When I was a teenager attending High Holy Day services, the liturgy did not speak to me. “Who shall live, and who shall die,” part of Unetanah Tokef, the central prayer of the Rosh Hashanah
service, had little meaning to me then or even later when I was in my 20s and 30s.
I am now in my late 50s and have experienced some of life’s struggles and the deaths of family members, the parents of friends, and even some of my children’s classmates, and I find the
liturgy powerful, searingly so at times, and the High Holy Days deeply meaningful.

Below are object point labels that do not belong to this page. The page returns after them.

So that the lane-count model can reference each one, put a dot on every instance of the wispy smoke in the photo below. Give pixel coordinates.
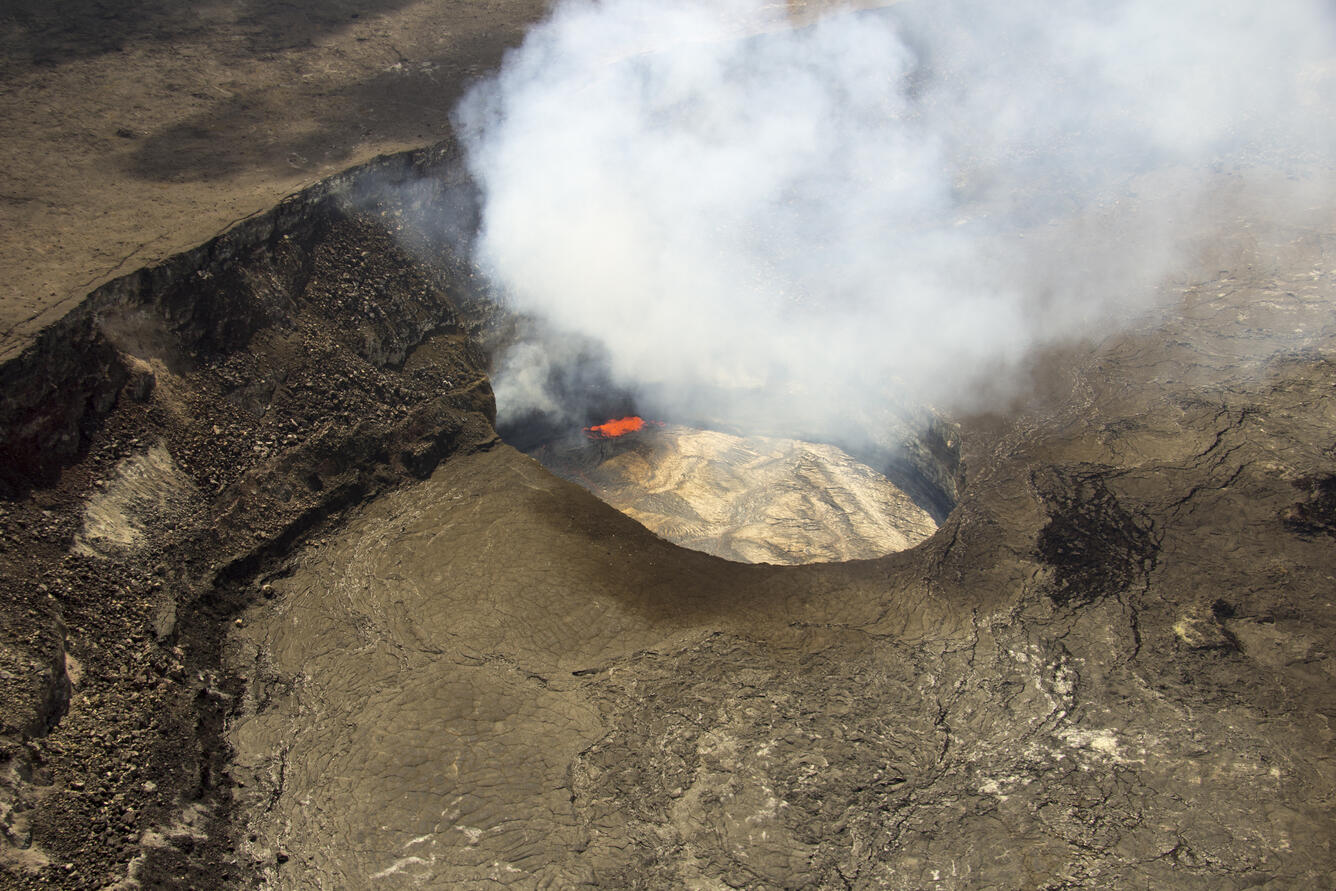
(802, 219)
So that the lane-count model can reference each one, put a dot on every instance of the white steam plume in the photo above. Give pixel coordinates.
(907, 198)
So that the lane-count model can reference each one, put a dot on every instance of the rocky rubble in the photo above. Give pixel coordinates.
(281, 611)
(162, 445)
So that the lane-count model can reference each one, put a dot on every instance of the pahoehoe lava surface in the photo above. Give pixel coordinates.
(1110, 668)
(751, 498)
(281, 611)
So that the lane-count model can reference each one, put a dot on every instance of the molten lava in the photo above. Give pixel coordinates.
(617, 428)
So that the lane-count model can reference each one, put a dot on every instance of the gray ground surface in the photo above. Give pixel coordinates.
(279, 609)
(134, 131)
(1112, 668)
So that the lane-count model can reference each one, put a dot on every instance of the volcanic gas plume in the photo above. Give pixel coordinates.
(788, 222)
(747, 498)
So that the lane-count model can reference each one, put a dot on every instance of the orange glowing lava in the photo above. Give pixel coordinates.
(619, 428)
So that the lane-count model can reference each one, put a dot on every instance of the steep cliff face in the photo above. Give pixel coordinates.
(1109, 668)
(281, 609)
(170, 438)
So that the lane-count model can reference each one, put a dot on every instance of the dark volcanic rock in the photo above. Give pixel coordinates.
(1112, 665)
(169, 440)
(281, 611)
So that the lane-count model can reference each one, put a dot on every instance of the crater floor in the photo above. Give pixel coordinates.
(747, 498)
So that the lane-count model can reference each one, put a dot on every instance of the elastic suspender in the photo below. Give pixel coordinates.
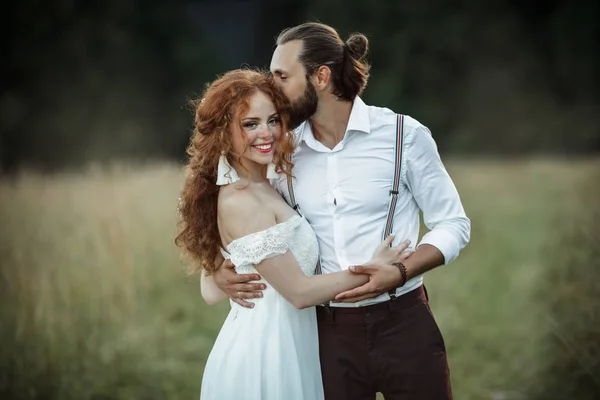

For example, the Al Chet prayer is a chastening reminder of the various ways we all fall short of our best, the Akedah is still disturbing to me even after having read and thought about it for years, and our clergy
always give me something to reflect on in their sermons.

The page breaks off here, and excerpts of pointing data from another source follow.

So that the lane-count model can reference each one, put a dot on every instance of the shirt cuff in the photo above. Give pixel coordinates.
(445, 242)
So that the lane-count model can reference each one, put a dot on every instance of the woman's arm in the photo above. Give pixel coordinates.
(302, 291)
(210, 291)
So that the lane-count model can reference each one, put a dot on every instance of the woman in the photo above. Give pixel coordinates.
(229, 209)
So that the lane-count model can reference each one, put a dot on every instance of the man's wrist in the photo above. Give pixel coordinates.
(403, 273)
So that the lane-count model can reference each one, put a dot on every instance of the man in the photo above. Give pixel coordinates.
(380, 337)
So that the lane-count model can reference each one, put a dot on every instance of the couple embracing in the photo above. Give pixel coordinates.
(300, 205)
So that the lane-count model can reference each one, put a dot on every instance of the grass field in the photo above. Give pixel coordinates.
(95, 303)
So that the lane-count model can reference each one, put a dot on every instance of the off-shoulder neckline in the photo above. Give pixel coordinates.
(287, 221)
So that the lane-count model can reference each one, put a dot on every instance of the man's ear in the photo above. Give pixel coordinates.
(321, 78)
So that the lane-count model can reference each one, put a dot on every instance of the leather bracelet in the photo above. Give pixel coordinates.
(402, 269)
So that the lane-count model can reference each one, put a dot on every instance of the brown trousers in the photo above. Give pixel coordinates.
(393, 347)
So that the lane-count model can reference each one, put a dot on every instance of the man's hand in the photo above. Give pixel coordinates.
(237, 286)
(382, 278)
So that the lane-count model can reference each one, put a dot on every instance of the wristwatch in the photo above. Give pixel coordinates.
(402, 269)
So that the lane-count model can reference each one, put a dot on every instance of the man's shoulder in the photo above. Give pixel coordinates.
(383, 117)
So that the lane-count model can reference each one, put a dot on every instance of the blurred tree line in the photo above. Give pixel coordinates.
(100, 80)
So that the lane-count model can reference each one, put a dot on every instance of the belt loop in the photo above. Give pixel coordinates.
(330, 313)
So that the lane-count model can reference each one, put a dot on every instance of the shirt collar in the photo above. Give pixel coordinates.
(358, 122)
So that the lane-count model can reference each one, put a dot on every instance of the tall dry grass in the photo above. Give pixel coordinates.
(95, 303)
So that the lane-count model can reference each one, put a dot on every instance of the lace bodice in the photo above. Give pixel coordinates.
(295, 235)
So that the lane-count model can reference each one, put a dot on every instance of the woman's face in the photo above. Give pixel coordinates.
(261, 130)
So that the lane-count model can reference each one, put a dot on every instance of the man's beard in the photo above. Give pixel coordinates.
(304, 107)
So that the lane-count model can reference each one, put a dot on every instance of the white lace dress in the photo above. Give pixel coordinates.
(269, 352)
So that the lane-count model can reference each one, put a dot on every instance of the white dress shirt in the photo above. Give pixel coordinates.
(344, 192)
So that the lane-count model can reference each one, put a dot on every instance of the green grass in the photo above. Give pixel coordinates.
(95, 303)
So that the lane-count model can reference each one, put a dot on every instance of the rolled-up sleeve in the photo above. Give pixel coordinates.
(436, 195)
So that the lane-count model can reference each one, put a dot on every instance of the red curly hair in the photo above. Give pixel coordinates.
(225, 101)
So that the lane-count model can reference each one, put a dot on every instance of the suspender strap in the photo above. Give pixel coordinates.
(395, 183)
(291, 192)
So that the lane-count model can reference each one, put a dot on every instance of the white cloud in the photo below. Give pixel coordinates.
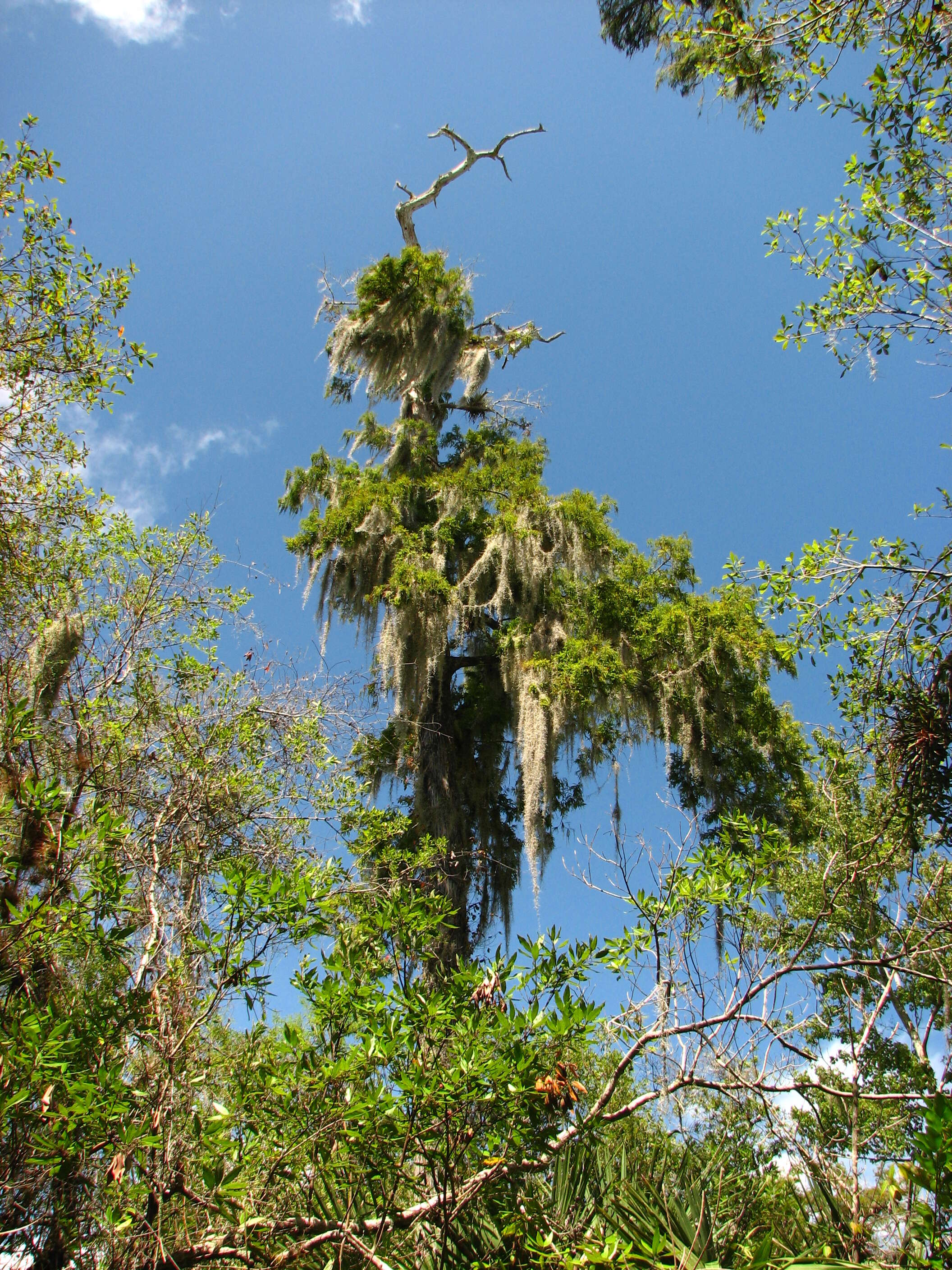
(134, 464)
(352, 12)
(140, 21)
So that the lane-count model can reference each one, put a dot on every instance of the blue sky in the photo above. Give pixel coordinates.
(233, 148)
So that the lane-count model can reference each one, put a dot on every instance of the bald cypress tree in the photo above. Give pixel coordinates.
(509, 625)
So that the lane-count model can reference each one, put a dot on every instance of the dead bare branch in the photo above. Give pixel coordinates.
(412, 205)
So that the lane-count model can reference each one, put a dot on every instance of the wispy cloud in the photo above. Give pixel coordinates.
(352, 12)
(135, 465)
(140, 21)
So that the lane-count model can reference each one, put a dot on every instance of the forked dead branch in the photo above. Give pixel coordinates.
(414, 202)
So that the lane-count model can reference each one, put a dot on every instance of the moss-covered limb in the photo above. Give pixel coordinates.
(511, 625)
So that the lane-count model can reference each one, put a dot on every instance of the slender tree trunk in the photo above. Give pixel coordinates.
(437, 812)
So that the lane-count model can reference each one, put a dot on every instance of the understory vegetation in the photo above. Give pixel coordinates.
(776, 1086)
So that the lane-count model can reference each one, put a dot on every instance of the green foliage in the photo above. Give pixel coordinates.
(511, 625)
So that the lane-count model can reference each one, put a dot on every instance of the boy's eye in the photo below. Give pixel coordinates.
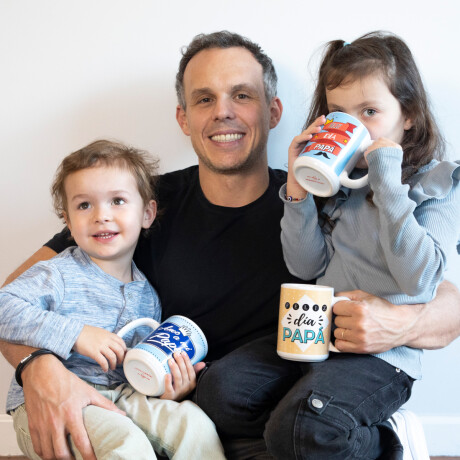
(84, 205)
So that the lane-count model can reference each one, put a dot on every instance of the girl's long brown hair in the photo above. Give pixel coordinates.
(387, 55)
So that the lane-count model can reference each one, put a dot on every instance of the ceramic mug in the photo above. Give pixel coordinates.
(146, 365)
(329, 157)
(305, 319)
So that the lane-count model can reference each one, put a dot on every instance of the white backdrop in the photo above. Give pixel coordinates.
(74, 71)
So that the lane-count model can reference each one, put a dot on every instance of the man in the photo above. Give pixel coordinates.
(217, 251)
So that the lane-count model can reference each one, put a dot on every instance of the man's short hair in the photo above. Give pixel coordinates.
(226, 39)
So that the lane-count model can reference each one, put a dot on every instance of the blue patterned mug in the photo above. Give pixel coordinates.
(146, 365)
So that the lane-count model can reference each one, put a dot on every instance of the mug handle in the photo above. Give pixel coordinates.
(136, 323)
(334, 301)
(362, 181)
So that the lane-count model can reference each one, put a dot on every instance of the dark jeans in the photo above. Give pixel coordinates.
(335, 409)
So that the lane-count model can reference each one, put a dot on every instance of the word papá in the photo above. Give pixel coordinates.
(303, 324)
(333, 137)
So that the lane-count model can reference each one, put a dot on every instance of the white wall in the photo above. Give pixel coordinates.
(74, 71)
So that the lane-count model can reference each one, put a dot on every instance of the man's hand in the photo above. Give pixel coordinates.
(182, 379)
(369, 324)
(105, 347)
(54, 399)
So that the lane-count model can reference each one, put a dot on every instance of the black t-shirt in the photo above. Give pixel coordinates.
(222, 267)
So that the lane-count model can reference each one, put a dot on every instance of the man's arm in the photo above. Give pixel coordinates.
(54, 405)
(44, 253)
(368, 324)
(15, 353)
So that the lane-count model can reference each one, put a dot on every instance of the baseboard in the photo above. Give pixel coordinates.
(442, 435)
(8, 445)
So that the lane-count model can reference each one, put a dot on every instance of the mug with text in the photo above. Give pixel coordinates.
(146, 365)
(304, 328)
(330, 156)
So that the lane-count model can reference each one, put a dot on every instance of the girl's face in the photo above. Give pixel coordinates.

At the High Holy Days, when I sit with my sons or even by myself if they are away – I can never sit with my wife Liz because she sings in the choir – I also know that I am part of something that transcends me, and I feel especially connected to those who came before me and, through my children, to the next generation, not just to my contemporaries.
I have wondered if I would find the High Holy Days as meaningful and affecting if I went to services somewhere else besides Temple Sinai. After all, the liturgy would essentially be the same, and, although I like to think that our clergy are the best, I imagine that I would hear thoughtful, stimulating sermons at many other synagogues.

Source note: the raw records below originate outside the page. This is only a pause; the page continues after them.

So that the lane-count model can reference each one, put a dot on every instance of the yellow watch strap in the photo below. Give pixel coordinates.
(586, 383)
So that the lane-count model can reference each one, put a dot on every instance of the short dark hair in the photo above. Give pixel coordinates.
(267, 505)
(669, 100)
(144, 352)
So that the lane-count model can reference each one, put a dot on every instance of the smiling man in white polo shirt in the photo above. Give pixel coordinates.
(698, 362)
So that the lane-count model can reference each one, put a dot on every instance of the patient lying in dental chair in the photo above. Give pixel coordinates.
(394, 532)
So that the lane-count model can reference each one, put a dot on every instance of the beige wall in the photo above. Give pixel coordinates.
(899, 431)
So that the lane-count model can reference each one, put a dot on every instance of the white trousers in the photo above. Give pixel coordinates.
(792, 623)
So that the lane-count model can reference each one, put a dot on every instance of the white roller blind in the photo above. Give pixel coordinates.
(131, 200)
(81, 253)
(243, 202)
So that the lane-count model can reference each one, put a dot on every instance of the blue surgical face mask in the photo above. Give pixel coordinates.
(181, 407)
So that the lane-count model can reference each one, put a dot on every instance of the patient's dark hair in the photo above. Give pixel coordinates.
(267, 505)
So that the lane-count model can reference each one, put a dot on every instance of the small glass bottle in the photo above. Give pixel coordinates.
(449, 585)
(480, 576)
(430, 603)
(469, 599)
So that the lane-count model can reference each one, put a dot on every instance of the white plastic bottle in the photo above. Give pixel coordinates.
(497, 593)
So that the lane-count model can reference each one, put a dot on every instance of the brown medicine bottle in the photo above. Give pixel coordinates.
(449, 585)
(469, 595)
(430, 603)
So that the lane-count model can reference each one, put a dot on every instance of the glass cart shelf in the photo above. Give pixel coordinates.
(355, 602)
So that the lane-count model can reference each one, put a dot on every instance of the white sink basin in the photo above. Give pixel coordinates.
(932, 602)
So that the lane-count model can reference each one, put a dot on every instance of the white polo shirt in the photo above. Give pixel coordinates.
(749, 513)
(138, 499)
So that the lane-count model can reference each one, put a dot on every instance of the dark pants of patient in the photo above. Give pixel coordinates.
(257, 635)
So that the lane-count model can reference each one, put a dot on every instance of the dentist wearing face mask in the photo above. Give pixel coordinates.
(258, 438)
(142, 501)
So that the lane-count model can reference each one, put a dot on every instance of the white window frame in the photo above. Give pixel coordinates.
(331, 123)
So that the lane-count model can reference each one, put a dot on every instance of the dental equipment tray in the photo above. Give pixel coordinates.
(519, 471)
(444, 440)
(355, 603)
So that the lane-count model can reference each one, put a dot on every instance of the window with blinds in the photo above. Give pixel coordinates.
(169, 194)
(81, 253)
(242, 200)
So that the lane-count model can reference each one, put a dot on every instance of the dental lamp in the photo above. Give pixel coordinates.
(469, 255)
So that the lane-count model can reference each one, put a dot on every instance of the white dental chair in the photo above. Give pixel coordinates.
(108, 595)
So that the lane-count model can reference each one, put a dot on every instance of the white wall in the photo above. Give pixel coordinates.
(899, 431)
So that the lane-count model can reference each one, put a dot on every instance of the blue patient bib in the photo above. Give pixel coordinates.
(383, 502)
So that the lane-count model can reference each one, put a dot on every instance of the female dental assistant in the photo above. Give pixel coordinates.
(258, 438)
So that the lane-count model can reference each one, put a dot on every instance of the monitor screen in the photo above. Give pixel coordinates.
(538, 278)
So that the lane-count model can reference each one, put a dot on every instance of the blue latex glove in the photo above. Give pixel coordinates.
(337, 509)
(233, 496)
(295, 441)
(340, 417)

However, I know the answer is, “No.” The reason is that Judaism is experienced in community, which takes time to develop, and Liz and I have put down deep roots at the temple during our 25+ years of membership.
Our sons were named here and became b’nai mitzvah and confirmands here; we have shared in the joys and sorrows of our friends here; and we have developed valued relationships with the clergy and staff.
That is why, when, during the High Holy Days, I see Liz in the choir, our friends in the congregation, and our clergy, I know that I am in my spiritual home, and that is a wonderful feeling.